Carlos Gomez Is Pressing

Amid the many facets of Milwaukee’s disappointing season, Carlos Gomez has seemingly fallen from his lofty perch as one of baseball’s best outfielders. After topping 5.0 WARP in each of the past two seasons, he has currently compiled 1.1 WARP for 2015, while PECOTA only projects him to finish the year with a 2.7 WARP. That remains valuable, but no longer elite. And at age 29, it seems likely that he’ll cease to improve from this point in his career.
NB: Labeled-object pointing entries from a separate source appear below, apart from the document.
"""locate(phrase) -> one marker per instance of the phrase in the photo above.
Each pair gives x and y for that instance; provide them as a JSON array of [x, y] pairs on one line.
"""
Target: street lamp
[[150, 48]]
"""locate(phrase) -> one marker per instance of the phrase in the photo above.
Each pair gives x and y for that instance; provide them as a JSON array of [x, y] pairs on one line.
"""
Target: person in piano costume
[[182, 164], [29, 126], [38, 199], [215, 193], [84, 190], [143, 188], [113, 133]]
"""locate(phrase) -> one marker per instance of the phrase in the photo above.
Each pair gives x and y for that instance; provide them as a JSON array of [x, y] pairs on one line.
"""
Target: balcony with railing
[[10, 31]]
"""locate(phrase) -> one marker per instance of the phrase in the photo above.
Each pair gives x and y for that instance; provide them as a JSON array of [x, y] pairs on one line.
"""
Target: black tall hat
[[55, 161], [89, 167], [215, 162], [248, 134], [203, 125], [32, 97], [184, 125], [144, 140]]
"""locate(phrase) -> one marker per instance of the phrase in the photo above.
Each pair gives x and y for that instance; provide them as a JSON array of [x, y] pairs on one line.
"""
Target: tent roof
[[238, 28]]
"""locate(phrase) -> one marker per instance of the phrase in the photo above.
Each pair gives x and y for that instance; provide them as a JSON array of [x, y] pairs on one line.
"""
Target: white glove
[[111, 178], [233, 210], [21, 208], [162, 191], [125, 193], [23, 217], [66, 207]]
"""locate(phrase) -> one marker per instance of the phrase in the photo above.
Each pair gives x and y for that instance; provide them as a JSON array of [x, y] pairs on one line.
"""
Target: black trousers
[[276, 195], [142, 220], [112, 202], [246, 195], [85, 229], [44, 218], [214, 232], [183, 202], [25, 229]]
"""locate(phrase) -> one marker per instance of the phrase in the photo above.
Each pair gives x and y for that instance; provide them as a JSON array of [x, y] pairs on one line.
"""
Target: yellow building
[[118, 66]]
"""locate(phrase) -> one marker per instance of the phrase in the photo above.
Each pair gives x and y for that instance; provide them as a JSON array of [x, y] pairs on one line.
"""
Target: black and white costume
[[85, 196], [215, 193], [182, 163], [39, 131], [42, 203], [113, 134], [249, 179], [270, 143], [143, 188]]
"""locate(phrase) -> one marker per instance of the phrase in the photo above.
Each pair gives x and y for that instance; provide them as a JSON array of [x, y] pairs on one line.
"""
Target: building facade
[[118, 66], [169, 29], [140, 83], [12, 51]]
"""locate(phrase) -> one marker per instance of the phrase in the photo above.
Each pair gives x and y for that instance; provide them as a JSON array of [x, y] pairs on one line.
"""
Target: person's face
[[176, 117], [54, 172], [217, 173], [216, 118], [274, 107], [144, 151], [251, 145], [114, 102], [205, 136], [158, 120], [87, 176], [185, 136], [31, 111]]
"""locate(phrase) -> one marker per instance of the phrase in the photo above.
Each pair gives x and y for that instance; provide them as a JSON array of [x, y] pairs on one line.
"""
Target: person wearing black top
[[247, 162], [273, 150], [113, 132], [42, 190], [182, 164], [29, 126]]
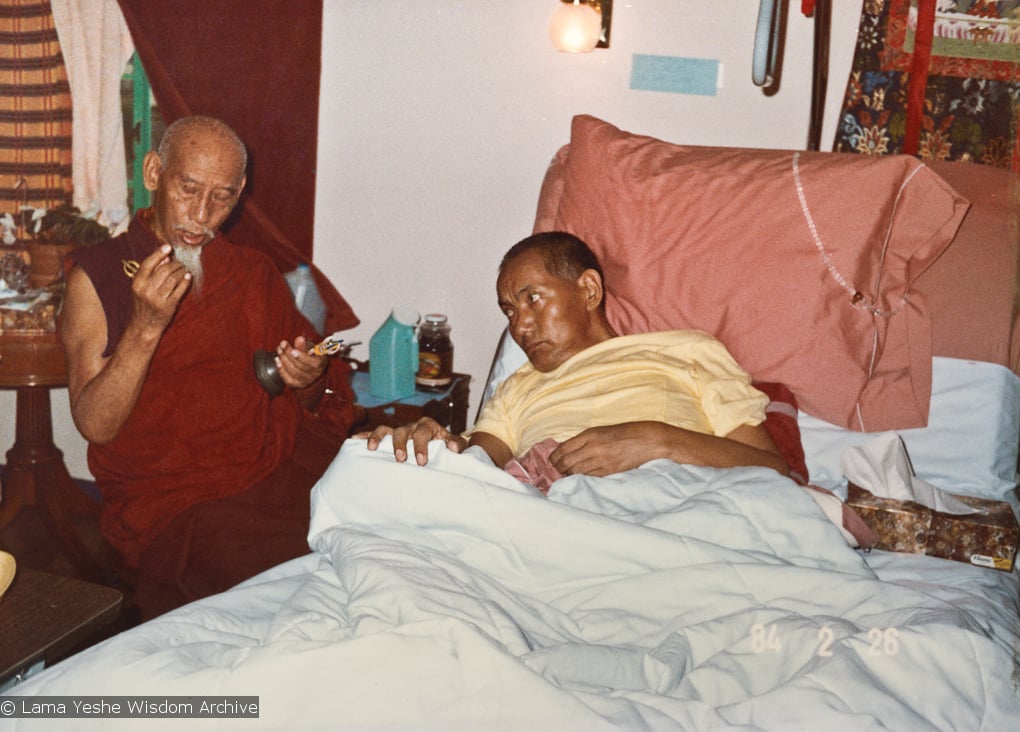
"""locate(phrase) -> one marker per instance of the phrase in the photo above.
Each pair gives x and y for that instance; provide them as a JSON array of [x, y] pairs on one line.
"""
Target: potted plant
[[54, 233]]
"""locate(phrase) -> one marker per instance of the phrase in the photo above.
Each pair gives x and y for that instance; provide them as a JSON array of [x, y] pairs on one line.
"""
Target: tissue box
[[988, 538]]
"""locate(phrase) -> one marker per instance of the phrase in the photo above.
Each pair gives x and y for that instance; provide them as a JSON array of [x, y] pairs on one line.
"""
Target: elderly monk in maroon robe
[[204, 477]]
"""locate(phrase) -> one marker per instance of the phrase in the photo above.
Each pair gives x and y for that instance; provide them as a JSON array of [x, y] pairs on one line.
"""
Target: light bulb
[[575, 28]]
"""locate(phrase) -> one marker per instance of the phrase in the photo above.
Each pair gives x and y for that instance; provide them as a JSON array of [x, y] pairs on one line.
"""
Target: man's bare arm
[[426, 429], [604, 451], [103, 390]]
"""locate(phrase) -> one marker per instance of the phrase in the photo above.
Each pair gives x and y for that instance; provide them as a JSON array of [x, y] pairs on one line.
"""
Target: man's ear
[[152, 167], [591, 281]]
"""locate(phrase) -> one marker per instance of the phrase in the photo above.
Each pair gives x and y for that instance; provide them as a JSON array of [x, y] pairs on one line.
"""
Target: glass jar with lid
[[435, 353]]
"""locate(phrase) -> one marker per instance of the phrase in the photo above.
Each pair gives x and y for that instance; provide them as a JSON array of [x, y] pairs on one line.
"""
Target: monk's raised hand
[[297, 366], [158, 285]]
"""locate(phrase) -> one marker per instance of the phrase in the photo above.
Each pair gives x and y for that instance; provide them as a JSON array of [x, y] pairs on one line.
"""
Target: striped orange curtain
[[35, 110]]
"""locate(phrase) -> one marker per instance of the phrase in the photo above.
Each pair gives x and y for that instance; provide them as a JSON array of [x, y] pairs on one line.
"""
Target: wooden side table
[[46, 616], [37, 488], [448, 407]]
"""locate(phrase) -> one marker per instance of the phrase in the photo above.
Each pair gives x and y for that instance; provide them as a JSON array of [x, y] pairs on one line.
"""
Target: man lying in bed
[[611, 403]]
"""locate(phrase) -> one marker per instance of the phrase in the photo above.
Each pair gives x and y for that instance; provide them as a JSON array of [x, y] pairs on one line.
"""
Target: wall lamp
[[580, 25]]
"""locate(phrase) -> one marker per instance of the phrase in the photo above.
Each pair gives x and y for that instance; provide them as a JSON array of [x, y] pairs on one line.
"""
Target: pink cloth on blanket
[[533, 467]]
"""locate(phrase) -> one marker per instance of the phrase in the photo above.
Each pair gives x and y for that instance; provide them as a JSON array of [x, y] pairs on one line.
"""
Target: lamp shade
[[575, 28]]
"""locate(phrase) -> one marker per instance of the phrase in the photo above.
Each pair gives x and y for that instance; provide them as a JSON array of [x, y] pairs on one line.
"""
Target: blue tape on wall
[[675, 74]]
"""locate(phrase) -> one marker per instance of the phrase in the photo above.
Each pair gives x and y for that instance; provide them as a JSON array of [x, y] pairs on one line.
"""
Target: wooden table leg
[[33, 446], [37, 479]]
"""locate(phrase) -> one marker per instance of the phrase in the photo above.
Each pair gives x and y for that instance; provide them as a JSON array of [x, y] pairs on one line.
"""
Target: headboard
[[945, 234]]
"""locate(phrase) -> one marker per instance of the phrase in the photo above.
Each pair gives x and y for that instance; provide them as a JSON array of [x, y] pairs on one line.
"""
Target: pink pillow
[[719, 239]]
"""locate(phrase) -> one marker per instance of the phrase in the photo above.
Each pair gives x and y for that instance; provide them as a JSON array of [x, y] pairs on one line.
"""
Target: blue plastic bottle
[[393, 356]]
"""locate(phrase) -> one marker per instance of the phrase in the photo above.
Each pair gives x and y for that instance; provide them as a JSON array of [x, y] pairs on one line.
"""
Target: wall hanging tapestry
[[935, 79]]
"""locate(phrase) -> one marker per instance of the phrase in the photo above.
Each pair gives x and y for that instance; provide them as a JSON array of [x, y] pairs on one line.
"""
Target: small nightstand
[[46, 617], [448, 407]]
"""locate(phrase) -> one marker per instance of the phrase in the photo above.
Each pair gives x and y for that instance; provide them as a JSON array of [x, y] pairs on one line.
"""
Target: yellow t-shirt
[[685, 378]]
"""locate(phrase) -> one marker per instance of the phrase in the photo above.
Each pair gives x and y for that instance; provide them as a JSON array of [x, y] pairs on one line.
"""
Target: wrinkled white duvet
[[666, 597]]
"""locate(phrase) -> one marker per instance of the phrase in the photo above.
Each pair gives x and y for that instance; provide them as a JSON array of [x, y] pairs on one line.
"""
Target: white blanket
[[666, 597]]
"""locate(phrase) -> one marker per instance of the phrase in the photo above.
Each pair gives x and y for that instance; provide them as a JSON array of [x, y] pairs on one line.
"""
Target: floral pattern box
[[987, 538]]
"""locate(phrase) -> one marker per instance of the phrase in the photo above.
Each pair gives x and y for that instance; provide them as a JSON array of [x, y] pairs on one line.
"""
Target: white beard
[[191, 259]]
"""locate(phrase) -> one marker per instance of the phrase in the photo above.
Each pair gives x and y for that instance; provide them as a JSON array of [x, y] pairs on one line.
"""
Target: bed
[[670, 596]]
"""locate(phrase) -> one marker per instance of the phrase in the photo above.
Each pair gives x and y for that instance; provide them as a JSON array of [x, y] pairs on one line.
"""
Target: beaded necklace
[[857, 299]]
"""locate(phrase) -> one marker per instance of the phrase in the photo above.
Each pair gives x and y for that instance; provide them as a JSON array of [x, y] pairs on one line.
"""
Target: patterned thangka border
[[973, 39]]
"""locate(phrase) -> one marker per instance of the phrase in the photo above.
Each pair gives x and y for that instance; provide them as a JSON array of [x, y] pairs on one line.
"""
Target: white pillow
[[509, 358], [970, 443]]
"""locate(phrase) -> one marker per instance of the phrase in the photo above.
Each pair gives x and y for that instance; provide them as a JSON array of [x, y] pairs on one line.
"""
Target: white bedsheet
[[667, 597]]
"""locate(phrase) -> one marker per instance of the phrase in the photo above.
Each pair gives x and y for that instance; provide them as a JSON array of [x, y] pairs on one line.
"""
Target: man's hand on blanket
[[420, 433], [614, 449]]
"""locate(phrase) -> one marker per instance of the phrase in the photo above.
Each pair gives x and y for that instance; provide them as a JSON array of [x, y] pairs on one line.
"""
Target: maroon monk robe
[[203, 429]]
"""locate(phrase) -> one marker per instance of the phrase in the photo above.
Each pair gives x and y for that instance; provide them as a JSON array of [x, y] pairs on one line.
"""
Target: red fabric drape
[[255, 64], [920, 64]]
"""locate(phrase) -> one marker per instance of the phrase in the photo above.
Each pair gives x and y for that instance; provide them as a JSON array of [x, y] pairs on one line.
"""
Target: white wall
[[438, 119]]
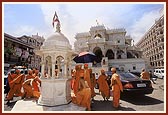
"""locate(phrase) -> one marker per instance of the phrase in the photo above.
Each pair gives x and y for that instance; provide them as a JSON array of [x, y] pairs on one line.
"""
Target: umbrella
[[85, 57]]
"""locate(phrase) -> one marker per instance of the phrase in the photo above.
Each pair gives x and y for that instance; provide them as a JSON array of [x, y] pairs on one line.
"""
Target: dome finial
[[56, 20]]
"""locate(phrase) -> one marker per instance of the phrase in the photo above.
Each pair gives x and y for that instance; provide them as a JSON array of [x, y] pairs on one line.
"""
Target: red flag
[[55, 19]]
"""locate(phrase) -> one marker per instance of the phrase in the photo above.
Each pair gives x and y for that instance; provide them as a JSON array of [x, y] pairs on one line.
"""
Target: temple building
[[112, 47], [152, 43]]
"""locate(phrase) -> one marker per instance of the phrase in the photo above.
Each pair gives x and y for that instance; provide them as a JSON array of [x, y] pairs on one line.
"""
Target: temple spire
[[57, 22]]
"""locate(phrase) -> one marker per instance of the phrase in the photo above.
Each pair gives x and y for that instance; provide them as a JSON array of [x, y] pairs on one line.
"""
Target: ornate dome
[[57, 39]]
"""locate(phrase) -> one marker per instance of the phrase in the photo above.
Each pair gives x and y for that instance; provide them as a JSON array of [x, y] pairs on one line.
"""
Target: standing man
[[116, 87], [145, 75], [103, 85], [87, 73]]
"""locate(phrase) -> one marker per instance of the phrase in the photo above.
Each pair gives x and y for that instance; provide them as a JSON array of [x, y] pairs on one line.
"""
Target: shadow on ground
[[141, 100], [99, 105]]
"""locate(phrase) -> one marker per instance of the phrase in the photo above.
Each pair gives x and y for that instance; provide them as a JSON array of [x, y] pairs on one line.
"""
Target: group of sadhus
[[83, 83], [26, 86]]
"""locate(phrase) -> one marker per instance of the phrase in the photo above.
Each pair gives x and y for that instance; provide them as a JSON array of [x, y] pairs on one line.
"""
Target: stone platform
[[32, 106]]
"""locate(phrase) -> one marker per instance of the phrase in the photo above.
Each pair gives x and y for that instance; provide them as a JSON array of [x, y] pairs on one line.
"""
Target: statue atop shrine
[[56, 23]]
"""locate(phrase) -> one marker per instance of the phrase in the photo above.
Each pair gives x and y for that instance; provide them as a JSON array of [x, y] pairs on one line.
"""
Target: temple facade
[[112, 47]]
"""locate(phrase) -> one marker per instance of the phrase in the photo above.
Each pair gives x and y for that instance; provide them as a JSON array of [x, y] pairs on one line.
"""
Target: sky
[[32, 18]]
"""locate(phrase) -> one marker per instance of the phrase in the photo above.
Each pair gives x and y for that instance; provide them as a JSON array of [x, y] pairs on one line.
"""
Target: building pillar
[[49, 71], [42, 70], [65, 68], [53, 70]]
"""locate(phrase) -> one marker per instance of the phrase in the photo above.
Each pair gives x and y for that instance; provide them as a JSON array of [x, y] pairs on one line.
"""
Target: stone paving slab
[[32, 106]]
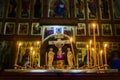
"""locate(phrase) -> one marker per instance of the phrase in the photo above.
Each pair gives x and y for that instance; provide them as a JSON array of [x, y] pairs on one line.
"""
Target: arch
[[45, 47]]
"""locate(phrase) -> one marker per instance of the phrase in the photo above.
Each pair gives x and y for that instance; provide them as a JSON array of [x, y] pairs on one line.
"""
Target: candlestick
[[98, 59], [46, 59], [101, 59], [87, 55], [94, 38], [31, 48], [19, 45], [90, 53], [72, 50], [105, 56], [33, 58]]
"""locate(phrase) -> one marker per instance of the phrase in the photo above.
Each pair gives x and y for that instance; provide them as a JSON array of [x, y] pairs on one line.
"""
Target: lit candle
[[31, 48], [94, 38], [72, 50], [19, 45], [90, 53], [101, 59], [33, 58], [105, 45], [87, 55], [46, 59]]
A few factors have precipitated this decline. Chiefly, he has lost much of the power production that he once provided the Brewers. Across the previous two seasons, he posted a .207 ISO. That has dropped to .159 this year. I could delve into the possible causes of that — the whole hip-injury thing generally doesn’t do wonders for a hitter’s swing — but I’d instead like to focus on its possible ramifications on another part of Gomez’s game, his walk rate. In his elite years, Gomez took free passes in a respectable 6.8 percent of his plate appearances. This season, though, that clip has descended to 3.8 percent, sucking the life out of his on-base percentage (and, consequently, his overall WARP).

When a hitter struggles at the plate, the thinking typically goes, he will begin to lose patience. He begins swinging at bad pitches more often, hoping to get himself going — in sports jargon, he’ll press. Breaking down Gomez’s peripherals, it’s clear that common aphorism has held true for him.

First, let’s look at counts with zero balls. In those, Gomez has not notably changed his plate discipline:

Year(s) O-Swing% (0 Balls) Zone% (0 Balls) xStr% (0 Balls)
2013-2014 37.7% 35.3% 59.7%
2015 38.3% 29.9% 56.8%

Together with fewer pitches in the zone, Gomez has actually garnered more balls than usual in these counts. We see an even better trend for one-ball counts, in which his control of the zone has not only stayed the same, but has improved:

Year(s) O-Swing% (1 Ball) Zone% (1 Ball) xStr% (1 Ball)
2013-2014 43.9% 32.1% 61.9%
2015 39.0% 31.8% 58.4%

Again, Gomez owns a lower strike rate in the present campaign than in past ones. With this seemingly bettered approach to guide him, why has Gomez taken fewer free trips to first?

It’s simple: From two balls on out, Gomez has crumbled. He’s offered at far more bad pitches in two-ball counts:

Year(s) O-Swing% (2 Balls) Zone% (2 Balls) xStr% (2 Balls)
2013-2014 42.3% 40.4% 65.6%
2015 60.6% 21.8% 69.2%

And in three-ball counts:

Year(s) O-Swing% (3 Balls) Zone% (3 Balls) xStr% (3 Balls)
2013-2014 47.7% 47.4% 72.5%
2015 74.3% 36.4% 83.6%

In the beginning of his at-bats, the numbers suggest that Gomez has kept his poise. Once he feels that he’ll get a pitch to hit, though, he completely abandons any semblance of a plan at the plate.

Following this exercise, of course, we arrive at the question of cause. The aforementioned hip ailment continues to hamper Gomez — it kept him out of the lineup until just last week — and unless he convalesces fully, the clout he displayed last year and the year prior probably won’t reappear. Should this occur, he’ll presumably remain an impatient hacker — albeit one with legitimate value — as he’s been thus far in 2015.

Gomez took a huge step forward with the Brewers a few years ago and sustained that success for far longer than most late-career breakouts last. No one could fault him for depreciating a bit in his late-20s, especially given the fact that he didn’t bring upon himself the (likely) impetus of his hard times. As he continues to age, though, he’ll have to play through more and more injuries, and his ability to adjust to that may determine the outcome of his career. If he keeps up this pace, it certainly won’t end well for him.